In certain circumstances, your estate may be sequestrated as insolvent at either your own initiative or that of a creditor.

Sequestration proceedings are designed to freeze an insolvent estate and to place it in the hands of a trustee, who liquidates it and distributes the proceeds among various creditors.

If your estate is sequestrated after you have become insolvent you may, subject to certain conditions, apply for rehabilitation. If your application is successful, the court will declare that you are no longer insolvent and that you are free to trade and contract.

Settling out of court

Because a private arrangement with creditors – known as composition or voluntary distribution – is not governed by formalities, fewer expenses are incurred than in formal court proceedings.

If you intend seeking an out-of-court settlement, supply your attorney with details of your debts, income and assets and ask him/her to propose to your creditors in writing a distribution on the basis of monthly instalments.

If your creditors do not unanimously agree to your proposal, it may have to be abandoned in favour of an administration order or sequestration.

Although nothing stops you from writing to your creditors yourself and proposing the distribution, your attorney is more likely to be successful in negotiating with a dissenting creditor.

An administration order

If your debts do not exceed R50 000, you can apply to the magistrate's court for an administration order. This gives you a degree of breathing space by allowing you to pay off your debts, usually in instalments.

Only debts that are due or overdue for payment on the date of your application are included in the total. If you therefore owe money on, say, a mortgage bond or a car, include only amounts of the instalments that are due.

Ensure that a copy of your application is delivered or posted to each creditor. In certain circumstances you may be eligible for a moratorium, for example if you are a farmer or if you are performing obligatory military service.

The amount a court may order you to pay will not exceed the difference between your income and reasonable expenditure.

Once an order has been issued for the administration of your estate, you may not incur further debts or raise credit without explaining to the other party that you are under an order of administration.

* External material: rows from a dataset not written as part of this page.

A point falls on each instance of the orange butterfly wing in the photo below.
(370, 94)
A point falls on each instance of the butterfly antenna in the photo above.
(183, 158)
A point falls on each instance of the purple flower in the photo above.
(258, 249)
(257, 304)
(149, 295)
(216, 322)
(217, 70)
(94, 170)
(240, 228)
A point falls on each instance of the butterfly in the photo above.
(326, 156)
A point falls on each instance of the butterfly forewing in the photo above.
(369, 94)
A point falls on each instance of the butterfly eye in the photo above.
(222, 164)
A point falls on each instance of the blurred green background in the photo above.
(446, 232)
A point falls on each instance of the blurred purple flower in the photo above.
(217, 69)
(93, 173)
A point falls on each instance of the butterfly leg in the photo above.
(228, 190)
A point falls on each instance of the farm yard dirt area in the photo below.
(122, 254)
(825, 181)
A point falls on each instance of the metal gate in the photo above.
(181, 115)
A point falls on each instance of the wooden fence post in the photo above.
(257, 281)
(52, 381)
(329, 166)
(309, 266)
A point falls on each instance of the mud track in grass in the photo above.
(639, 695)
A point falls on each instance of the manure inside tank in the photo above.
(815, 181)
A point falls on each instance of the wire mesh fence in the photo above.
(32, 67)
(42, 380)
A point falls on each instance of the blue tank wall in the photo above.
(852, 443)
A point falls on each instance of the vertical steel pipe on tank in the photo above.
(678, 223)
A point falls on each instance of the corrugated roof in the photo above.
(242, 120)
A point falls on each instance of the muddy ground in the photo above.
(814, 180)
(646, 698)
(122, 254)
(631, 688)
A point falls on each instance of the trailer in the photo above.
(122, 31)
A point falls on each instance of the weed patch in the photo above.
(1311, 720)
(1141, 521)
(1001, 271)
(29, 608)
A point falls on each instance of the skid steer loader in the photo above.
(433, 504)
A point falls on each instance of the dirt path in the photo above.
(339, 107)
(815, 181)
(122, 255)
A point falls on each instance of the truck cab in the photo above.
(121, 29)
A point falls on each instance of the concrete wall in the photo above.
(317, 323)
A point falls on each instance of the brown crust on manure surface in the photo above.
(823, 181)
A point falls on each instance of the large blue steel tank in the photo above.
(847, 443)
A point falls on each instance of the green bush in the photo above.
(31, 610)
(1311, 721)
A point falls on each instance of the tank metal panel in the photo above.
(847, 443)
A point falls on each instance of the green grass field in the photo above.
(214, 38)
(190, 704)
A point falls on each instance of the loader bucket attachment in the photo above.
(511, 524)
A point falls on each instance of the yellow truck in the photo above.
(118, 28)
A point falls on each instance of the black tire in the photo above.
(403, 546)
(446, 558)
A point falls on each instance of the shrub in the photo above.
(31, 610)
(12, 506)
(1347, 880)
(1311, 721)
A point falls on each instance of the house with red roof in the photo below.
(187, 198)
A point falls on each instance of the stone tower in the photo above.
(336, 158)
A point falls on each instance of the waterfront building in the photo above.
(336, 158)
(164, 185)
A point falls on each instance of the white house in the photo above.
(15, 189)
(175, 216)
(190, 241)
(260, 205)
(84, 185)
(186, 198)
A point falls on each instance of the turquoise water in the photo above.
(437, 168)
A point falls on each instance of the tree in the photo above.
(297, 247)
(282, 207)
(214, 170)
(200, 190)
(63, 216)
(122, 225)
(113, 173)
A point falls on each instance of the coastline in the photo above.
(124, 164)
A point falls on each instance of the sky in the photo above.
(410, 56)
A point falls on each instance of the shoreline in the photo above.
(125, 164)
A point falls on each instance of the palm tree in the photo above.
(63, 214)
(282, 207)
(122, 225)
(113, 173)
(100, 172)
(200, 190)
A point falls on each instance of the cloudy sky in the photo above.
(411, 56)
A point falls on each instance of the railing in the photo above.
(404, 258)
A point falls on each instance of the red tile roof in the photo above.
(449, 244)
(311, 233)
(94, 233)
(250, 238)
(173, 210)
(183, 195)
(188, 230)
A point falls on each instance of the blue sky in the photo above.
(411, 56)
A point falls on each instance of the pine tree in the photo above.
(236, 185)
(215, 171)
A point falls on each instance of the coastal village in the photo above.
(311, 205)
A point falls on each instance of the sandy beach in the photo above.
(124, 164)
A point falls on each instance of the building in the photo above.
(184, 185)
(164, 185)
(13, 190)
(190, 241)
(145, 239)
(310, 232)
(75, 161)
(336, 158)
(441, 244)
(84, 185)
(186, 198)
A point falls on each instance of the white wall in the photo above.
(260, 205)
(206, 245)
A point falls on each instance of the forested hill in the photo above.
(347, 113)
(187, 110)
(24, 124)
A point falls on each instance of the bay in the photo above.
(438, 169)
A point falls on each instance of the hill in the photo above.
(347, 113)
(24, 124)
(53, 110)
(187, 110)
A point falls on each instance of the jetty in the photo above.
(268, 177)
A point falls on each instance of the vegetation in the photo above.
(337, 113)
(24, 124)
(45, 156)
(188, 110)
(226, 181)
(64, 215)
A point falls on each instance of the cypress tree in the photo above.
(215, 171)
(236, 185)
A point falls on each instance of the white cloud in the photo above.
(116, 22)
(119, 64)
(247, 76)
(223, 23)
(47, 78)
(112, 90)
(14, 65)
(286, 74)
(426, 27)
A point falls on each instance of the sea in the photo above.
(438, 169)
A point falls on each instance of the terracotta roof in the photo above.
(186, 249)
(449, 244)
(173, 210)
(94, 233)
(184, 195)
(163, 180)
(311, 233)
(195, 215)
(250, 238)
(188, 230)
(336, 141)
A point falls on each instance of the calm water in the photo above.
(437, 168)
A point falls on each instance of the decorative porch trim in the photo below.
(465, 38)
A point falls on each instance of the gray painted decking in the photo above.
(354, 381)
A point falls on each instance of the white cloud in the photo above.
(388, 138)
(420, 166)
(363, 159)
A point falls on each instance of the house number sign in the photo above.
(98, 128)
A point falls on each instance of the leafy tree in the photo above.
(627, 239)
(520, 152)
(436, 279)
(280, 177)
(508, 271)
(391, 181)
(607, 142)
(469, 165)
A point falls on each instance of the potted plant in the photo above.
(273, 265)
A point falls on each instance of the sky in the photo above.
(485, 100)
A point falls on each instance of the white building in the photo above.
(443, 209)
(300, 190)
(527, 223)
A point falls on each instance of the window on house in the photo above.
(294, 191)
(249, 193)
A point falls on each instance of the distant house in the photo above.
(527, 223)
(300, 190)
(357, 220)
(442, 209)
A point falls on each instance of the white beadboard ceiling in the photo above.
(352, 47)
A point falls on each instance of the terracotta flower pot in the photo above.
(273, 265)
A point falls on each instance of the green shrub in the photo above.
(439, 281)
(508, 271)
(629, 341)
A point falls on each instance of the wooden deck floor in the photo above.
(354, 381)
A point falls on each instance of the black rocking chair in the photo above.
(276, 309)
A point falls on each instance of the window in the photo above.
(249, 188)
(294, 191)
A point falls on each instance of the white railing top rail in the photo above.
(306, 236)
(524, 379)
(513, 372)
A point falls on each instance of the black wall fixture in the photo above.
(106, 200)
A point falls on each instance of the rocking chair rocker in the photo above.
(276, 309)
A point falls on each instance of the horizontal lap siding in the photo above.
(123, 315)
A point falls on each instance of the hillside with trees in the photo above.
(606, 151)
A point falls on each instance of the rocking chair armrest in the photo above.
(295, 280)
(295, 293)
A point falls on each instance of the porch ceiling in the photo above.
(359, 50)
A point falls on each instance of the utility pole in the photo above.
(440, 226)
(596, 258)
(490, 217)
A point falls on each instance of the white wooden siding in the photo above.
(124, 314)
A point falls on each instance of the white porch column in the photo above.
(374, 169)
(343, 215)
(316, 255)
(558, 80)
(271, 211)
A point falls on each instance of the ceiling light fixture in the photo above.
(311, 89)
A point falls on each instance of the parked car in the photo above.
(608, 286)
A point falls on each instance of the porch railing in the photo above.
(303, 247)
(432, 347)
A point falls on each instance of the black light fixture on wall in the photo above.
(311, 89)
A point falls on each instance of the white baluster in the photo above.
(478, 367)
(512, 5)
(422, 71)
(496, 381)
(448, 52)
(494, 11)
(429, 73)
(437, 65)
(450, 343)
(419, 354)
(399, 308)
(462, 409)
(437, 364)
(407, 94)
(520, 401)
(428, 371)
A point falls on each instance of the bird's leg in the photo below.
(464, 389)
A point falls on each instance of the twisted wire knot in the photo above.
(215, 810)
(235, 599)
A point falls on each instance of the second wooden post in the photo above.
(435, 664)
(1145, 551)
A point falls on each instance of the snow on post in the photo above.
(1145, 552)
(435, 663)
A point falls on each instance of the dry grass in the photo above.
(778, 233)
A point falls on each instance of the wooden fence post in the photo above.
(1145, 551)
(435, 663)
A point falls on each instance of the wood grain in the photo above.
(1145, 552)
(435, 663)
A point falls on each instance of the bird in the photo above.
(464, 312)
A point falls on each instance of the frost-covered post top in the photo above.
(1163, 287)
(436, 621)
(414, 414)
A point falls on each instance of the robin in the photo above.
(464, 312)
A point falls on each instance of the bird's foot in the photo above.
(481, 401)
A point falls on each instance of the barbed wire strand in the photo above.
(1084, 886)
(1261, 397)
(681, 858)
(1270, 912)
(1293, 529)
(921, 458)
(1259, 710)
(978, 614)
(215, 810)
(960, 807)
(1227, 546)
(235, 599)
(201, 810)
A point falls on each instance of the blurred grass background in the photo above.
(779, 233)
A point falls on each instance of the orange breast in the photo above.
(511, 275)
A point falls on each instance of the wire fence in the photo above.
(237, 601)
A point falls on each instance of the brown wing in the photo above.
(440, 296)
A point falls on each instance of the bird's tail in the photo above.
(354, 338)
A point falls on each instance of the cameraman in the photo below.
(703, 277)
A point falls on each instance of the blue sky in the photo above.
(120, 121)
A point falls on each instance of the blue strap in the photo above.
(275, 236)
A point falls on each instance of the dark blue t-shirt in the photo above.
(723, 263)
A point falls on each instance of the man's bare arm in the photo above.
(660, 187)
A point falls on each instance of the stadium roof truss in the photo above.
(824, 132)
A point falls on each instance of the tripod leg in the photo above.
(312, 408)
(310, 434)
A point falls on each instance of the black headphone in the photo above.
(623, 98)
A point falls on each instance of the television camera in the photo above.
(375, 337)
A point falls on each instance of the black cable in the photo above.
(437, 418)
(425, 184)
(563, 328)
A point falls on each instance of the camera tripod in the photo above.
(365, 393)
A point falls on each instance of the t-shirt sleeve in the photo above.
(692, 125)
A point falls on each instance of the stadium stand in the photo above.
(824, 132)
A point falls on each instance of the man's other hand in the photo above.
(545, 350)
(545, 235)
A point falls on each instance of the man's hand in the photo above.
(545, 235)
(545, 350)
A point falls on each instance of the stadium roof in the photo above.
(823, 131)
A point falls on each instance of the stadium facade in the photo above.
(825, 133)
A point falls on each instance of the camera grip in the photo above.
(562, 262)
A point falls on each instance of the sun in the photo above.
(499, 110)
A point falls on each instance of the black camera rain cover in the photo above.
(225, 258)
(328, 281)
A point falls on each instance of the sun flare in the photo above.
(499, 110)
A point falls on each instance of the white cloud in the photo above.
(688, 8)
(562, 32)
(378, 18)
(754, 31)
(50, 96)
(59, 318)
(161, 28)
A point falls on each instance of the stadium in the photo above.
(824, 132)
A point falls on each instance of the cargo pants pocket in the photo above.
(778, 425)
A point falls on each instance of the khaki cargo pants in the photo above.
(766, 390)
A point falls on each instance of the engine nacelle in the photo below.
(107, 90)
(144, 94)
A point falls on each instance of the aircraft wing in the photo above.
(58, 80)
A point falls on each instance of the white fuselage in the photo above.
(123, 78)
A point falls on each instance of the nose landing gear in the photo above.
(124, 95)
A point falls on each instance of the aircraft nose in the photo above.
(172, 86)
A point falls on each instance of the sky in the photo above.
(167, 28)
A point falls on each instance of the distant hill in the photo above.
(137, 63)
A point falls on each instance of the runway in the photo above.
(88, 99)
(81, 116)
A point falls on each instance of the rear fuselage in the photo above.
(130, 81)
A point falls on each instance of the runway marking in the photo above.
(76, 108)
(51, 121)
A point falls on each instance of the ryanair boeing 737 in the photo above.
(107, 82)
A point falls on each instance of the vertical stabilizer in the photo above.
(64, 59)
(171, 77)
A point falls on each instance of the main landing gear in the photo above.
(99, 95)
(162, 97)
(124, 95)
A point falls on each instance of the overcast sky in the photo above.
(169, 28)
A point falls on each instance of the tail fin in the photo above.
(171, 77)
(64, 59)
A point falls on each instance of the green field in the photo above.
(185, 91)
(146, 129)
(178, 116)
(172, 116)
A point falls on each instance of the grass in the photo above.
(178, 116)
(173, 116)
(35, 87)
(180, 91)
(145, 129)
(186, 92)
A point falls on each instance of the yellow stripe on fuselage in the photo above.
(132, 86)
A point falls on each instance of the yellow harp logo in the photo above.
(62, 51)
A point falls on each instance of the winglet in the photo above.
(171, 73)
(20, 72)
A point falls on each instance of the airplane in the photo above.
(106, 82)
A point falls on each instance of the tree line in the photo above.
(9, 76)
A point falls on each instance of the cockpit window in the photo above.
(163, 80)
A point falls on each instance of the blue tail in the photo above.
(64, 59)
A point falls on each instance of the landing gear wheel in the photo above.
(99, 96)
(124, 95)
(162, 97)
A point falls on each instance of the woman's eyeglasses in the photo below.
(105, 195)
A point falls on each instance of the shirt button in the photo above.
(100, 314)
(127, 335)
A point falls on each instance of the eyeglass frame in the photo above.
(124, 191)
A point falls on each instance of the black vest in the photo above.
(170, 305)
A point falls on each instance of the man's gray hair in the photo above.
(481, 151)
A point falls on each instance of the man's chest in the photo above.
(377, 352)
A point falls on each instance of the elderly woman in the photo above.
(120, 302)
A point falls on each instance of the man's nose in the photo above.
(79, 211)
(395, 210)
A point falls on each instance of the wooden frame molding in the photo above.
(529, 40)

While an administration order is in force, no creditor has any legal remedy against you or your property for collecting money owing, subject to some exceptions, without the permission of the court.

 - Fin24


  • Clark - 2012-06-07 16:36

    There are many more options to a consumer including meeting your current contractual installments. Once there is a plan you will feel less intimidated and out of control. Measuring your monthly spend will allow you to understand what is available to repay your creditors. If this is less than the contractual amount contact them to arrange for a reduced amount. If they are not willing to agree there are more effective and cost efficient ways to enforce an affordable arrangement such as debt counselling. Sequestration is extremely expensive, requires 20cents in the rand to be distributed to creditors and comes with a long rehabilitation period. Administration orders is possibly the most expensive solution in that administrators usually charge exaggerated fees that requires legal action to challenge. This also comes with a judgment that stays on your record for quite some time. This article provides limited options with poor advice.

  • johan.retief - 2012-06-08 15:42

    Dear reader. Your debt is not that bad. I would estimate that your total monthly payments probably amount to something like R5000pm (+-4 years repayment). This just means that you need to decrease your lifestyle for this time period to get out of it. The trick truly is NOT to make anymore debt during this time. When you have paid of your debt, save at least half of what you used to pay on your debts. Use half of this for your fun purchases and and save the other half for retirement (i.e.R1250pm or 13.8%) of your salary. I do not know what your age is, but if you are around 30, and you continue with this method, you would be incredibly surprised about what you can afford when you are 38. Suffer short term to benefit long term. I understand that each situation is different and things are never this easy...heck, I can't even get it right, but if you try, you will be better off than when you didn't.

  • luthando.mrwebi - 2012-06-12 22:20

    Hi, could you offer some advise? I'm 26, shares in a property (R1.6m - deceased estate), and will be taken for administration according to the lawyers representing a warehouse my brother is leasing and not paying (R115000) for where I signed surety. I'm earning roughly R25k pm. Initially there was an agreement I could pay R10000pm that I have been paying and even more on other months. However they have brought the deadline up to 30 June. I'm running out of options every day and am fearing for my life!